Конец августа 1942 года. Из небольшого горного села, отрезанного от путей сообщения лесистыми горами, война забрала последних мужчин. Остался лишь один дед Гуков, его и просили уходящие на фронт присмотреть за семьями. Гуков хотя и был древним стариком, но кавалеристская выправка чувствовалась в его неторопливых расчетливых движениях. Когда простучали колеса последней подводы на ухабистой дороге, собрал свои пожитки и ушел в лесничество, успокоив оставшихся: «Женщин и детей не тронут, а кому невмоготу будет, приходите в лесничество, но только по делу.
— Может, останешься? — просили женщины. — Ведь бабка твоя померла. Как ты один там жить будешь?
— Поучите меня, курицы, скоро сами все поймете, — отвечал Гуков.
Далеко в горах эхом доносилась канонада: где-то совсем недалеко шло сражение, и все чаще в небе, ограниченном горами, как в огромном планетарии, разгорались воздушные бои. Немецких самолетов всегда было больше, и потому чаще падали наши, фанерные, но спасти ни одного летчика не удалось. Мессеры превращали все, что упало на землю, в решето. Потом канонада стала удаляться, появились толпы окруженцев. Многих несли на носилках. Весь день сколачивали плоты, а вечером подошел катер, взял плоты на буксир и потащил в море… Наступила тягостная ночь.
В Черногорье настала, по меркам военного времени, самая отрадная пора — время созревания ранних сортов винограда, — во многих дворах топились летние печи, и легкий ветерок по всему селу разносил аромат виноградного варенья. Но никого это не радовало, все внимание было сосредоточено на дороге, над которой повисла яркая луна. И все же ночь сделала свое дело, многие завалились спать и смотрели прекрасные сны; эти сны были последним атрибутом мирной жизни.
А дальше начался АД.
Уже взошло солнце, когда на взмыленном коне примчалась бригадир полеводов Наталья Остафьева и заорала: «Едут! Целая армия румын едет! Всем молодым и пригожим женщинам вымазать рожи сажей, хвататься за животы, мол, дизентерия, — и не высовываться! Все!» — и ускакала к морю. Затарахтели, поднимая пыль на дороге, крутые румынские каруцы. Потом закудахтали куры в курятниках, и до боли в ушах визжали под румынскими ножами поросята. Подталкивая дулами в спину, вели женщин к господам офицерам. Женщины с чумазыми, перепуганными лицами еще надеялись на что-то и судорожно хватались за животы, но солдаты в ответ только смеялись, толкая их дулами в спину. Неведомо откуда в селе, на другой день после того, как въехали румыны, появился печник Матвеев, мужик вредный и завистливый. О нем говорили, что самая ядовитая гадюка по сравнению с ним — благо. Много доносов поступало в НКВД от Матвеева. Ни в одной семье по настоящее время не знают, куда увезли мужа, отца, брата… Уходил Матвеев, как и все, на фронт, но вдруг вернулся, и уже с румынами.

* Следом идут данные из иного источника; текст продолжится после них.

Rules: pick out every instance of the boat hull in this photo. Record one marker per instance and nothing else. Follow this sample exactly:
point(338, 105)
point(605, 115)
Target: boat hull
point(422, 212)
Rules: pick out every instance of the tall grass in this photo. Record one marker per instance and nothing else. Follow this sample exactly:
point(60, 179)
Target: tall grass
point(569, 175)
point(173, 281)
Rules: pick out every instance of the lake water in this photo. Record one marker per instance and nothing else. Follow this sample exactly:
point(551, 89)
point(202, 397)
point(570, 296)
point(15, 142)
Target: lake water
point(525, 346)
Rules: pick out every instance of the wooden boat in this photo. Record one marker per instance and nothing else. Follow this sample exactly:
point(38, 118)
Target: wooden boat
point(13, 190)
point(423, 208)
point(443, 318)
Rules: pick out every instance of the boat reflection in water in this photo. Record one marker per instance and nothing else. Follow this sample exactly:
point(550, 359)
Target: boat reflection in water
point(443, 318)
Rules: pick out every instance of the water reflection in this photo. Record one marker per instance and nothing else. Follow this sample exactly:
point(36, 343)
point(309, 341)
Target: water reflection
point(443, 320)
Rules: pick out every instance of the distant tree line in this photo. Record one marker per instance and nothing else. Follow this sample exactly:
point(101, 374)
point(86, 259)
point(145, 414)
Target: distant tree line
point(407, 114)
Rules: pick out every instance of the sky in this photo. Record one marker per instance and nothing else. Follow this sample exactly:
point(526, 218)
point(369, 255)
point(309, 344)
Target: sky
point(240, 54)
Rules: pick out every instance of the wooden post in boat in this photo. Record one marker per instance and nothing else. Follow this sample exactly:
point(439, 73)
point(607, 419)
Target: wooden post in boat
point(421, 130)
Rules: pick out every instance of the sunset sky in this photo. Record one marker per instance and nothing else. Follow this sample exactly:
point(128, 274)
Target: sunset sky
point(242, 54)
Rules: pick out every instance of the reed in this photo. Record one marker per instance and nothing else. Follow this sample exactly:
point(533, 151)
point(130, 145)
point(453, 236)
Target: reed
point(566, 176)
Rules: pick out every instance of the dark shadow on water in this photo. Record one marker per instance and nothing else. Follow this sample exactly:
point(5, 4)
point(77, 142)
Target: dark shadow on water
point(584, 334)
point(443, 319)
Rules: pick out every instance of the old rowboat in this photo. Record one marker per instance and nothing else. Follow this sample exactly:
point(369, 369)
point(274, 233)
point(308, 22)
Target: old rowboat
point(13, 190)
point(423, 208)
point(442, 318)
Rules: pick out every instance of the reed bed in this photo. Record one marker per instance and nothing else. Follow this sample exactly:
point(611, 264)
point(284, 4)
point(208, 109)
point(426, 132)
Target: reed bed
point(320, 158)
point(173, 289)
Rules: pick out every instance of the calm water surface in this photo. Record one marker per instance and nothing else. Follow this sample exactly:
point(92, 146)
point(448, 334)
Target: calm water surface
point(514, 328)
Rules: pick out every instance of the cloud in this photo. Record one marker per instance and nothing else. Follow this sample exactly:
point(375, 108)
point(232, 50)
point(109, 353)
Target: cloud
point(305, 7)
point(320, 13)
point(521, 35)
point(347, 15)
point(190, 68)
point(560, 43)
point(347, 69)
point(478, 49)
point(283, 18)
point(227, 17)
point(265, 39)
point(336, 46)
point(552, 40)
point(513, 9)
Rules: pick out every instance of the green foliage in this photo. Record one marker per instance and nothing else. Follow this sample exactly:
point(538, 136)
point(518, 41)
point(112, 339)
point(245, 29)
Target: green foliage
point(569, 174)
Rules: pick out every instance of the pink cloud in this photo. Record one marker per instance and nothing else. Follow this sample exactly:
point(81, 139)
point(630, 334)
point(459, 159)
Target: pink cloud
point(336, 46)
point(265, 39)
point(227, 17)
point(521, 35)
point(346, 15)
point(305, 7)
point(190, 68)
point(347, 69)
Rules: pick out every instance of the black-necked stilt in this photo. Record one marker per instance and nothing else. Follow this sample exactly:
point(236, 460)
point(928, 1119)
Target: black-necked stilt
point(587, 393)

Первый визит он нанес Петляковым.
— Вот они! Коммунистки и старая, и молодая, — ткнул он указательным пальцем и цвиркнул слюной сквозь мелкие, как у мыши, зубы, на вымытый до блеска пол. — Что, суки партийные, не ждали? — вновь заорал Матвеев. — Вы теперь у меня кровушкой поплачете. Вот он я, Матвейка, смерть ваша.

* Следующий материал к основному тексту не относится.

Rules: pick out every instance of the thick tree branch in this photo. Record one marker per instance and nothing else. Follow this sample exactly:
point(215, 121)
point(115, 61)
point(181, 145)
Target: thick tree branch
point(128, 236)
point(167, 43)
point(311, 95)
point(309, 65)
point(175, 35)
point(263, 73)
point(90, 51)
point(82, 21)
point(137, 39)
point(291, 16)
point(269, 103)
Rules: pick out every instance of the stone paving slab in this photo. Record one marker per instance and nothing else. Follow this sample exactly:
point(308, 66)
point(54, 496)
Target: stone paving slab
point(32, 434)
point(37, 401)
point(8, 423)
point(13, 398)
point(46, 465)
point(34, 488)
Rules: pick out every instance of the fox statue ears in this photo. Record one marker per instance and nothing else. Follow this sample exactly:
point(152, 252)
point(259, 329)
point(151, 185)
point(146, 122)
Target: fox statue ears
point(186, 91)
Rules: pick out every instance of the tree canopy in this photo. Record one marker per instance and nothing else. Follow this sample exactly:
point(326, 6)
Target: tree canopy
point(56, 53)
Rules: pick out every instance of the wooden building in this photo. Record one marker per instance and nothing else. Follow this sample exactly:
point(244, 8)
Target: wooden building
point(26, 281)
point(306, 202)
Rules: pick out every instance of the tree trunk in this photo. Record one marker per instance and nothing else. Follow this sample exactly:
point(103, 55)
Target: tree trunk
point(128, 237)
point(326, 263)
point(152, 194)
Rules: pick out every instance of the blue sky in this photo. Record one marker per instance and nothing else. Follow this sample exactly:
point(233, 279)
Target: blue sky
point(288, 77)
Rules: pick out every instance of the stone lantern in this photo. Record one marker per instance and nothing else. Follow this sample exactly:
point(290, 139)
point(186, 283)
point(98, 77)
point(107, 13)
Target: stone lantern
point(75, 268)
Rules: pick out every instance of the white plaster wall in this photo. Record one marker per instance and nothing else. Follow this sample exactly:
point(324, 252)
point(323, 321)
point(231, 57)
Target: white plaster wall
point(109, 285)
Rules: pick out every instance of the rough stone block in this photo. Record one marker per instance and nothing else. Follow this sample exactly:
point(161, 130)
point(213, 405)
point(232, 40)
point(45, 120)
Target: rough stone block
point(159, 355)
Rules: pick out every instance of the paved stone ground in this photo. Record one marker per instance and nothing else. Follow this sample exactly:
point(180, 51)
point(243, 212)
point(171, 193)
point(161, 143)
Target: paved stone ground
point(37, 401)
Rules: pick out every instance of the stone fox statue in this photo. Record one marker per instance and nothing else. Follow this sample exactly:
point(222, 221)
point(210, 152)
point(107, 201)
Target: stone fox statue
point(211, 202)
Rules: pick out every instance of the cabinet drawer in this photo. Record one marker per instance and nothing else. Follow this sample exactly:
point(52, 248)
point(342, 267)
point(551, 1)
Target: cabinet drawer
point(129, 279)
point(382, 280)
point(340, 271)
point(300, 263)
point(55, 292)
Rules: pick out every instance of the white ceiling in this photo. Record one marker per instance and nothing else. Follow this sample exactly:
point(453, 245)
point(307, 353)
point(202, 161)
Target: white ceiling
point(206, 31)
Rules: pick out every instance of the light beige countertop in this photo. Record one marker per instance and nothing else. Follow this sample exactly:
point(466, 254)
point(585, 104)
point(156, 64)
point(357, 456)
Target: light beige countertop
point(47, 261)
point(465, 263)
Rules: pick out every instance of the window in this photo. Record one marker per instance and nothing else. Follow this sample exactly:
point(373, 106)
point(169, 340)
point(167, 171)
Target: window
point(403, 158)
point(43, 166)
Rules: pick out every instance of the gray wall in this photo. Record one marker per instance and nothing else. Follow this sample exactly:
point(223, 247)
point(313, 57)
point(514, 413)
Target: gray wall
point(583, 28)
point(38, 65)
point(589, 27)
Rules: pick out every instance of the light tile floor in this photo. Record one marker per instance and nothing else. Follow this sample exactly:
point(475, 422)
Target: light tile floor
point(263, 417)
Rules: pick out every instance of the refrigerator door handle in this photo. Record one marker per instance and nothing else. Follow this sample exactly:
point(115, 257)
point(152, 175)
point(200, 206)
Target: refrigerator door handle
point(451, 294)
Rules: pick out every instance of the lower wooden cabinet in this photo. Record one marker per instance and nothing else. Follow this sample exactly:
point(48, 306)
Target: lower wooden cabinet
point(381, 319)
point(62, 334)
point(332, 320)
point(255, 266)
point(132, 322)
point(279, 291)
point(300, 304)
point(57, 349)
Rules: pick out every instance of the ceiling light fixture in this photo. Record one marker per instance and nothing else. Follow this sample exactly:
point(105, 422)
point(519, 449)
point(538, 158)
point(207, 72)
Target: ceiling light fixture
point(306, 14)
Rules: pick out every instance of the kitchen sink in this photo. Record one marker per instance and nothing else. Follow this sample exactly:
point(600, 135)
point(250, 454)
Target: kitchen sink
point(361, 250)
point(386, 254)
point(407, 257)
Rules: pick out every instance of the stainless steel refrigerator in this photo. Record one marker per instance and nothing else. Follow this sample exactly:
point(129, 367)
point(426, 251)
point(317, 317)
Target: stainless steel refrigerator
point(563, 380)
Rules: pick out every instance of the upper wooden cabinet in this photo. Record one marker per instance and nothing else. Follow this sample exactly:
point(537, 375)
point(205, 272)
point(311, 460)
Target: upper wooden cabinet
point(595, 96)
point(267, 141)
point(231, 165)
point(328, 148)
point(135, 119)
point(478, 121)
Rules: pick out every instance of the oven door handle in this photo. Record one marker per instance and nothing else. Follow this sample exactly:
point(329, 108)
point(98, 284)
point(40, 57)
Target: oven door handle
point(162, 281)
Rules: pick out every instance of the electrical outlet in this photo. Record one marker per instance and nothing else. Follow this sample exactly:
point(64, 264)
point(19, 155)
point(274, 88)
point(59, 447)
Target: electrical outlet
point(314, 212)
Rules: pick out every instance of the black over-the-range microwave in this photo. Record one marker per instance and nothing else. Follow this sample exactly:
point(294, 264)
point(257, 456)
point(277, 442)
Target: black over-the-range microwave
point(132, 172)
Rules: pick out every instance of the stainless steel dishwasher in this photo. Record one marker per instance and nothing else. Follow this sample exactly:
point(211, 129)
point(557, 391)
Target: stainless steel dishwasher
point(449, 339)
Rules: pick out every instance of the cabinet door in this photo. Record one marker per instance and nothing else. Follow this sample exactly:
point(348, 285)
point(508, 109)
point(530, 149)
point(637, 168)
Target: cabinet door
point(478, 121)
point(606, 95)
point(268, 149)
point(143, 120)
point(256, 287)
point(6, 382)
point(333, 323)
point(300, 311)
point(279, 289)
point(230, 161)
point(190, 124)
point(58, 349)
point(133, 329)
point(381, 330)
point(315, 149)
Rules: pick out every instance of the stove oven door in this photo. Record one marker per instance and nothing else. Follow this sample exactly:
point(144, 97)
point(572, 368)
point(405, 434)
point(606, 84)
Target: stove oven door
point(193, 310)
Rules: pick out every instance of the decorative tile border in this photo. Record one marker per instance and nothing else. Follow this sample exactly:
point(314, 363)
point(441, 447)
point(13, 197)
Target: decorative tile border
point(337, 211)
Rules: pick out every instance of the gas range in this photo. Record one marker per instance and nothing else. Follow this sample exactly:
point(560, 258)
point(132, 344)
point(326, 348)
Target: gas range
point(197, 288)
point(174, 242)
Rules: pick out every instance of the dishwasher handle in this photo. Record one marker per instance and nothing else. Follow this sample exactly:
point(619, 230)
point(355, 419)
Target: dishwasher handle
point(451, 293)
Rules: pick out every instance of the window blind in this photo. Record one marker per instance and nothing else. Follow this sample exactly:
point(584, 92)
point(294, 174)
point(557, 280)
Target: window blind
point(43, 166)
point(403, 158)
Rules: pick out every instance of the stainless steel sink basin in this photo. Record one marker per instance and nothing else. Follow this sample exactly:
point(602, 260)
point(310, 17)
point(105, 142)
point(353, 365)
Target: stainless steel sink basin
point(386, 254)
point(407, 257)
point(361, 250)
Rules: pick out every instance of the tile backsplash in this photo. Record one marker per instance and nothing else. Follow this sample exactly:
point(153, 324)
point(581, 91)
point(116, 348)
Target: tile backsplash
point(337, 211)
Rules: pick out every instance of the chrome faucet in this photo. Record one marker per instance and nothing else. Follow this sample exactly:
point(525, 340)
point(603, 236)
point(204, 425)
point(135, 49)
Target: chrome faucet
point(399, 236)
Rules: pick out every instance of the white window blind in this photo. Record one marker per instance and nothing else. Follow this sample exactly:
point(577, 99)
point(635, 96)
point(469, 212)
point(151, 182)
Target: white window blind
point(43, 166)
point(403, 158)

Самым меньшим в семье Петляковых был Михаил. Отец и два старших брата ушли на фронт, кроме бабки и матери, еще остался совсем дряхлый дед и три сестры. Младшей из сестер, Александре, весной исполнилось семнадцать, расцвела она как-то вдруг и некстати… Когда полицаи уводили женщин на расстрел, мать и бабка в один голос предупредили: «Дети, ничего не бойтесь, не теряйтесь — с вами люди. И берегите Сашу! Ей будет труднее всех!» Полицаи, чтобы выслужиться, решили позабавить немецких карателей… Мать и бабушку Михаила увели в виноградник, туда же прикатили огромное колесо с шестернями и цепями, сняв с карусели. Женщин привязали к железным спицам колеса, поднятого толпой полицаев, установили на торец. Каждая из женщин, по задумке палачей, должна была толкать спиной колесо на другую, чтобы в конце концов колесо упало и раздавило своей тяжестью одну из них. Но «хохмы» не получилось. Крепкие крестьянские плечи держали колесо ровно. Немцам вместо веселья стало грустно. Уж очень подвиг этих женщин напоминал о несгибаемой воле народа, с которым пришлось воевать. Простояв в ожидании около часа, немцы уехали, приказав румынам никого не подпускать. Полицаи, как шавки, извиняясь перед немцами, укатили следом. Всю ночь солдаты охраняли привязанных. Стреляли на каждый шорох в кустах, к счастью, ни одна пуля не задела Михаила, но к колесу он не смог добраться. А утром мать и бабка Петляковых были обе мертвы, одна под колесом, другая на нем. Долго по ночам у колеса жутко выли шакалы, но солдаты не разрешали похоронить женщин по-человечески. С немцами шутки плохи. А на следующую ночь при попытке забрать трупы пристрелили деда Петляковых, он теперь тоже тлел у колеса вместе с женой и дочерью. И только свежий морской ветер доносил чуть уловимый смрад разлагающихся тел.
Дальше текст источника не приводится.